Whatever the details of Rocky’s arrest and incarceration—he was acting in self defense and that he is being held in inhumane conditions, claim a trio of congressmen who are also acting on Rocky’s behalf—he is far from the only US citizen being held overseas under dubious circumstances. At least four Americans are being held in Iran on espionage charges, in conditions likely less salubrious than those in Sweden’s prisons. Others are in Russia and Saudi Arabia. But unlike Rocky, none of them appear to be friends with Kardashian and West.
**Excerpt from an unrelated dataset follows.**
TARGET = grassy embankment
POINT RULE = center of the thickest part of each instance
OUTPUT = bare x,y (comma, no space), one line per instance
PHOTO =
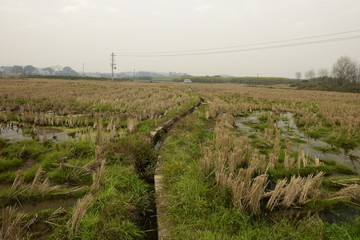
198,208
Their families instead have to rely on Go Fund Me campaigns to pay for legal help.

It’s also probably no coincidence that Trump—under fire for his racist tweets about four Democratic congresswomen—is seizing on L’affaire Rocky this week, and portraying it as a matter of national unity. “I personally don’t know A$AP Rocky but I can tell you that he has tremendous support from the African American community in this country and when I say African American, I think I can really say from everybody in this country, because we’re all one,” Trump said, according to Time.

This isn’t the first time Trump has escalated the overseas arrest of a notable citizen into an affair of state. In 2017, Trump claimed his personal intervention with Chinese president Xi Jinping freed three UCLA basketball players arrested for shoplifting. While there is reason to believe the matter was resolved before Trump waded in, he became indignant when the LaVar Ball, the father of one of the players and himself a minor celebrity, was insufficiently grateful.

It remains to be seen how the Rocky case plays out, and if Trump will claim credit for a favorable outcome. It does seem certain, however, that Rocky and his Swedish legal difficulties will receive far more attention from the president than that of Michael White, a Navy veteran and cancer survivor, sentenced in March to 10 years in Iranian prison.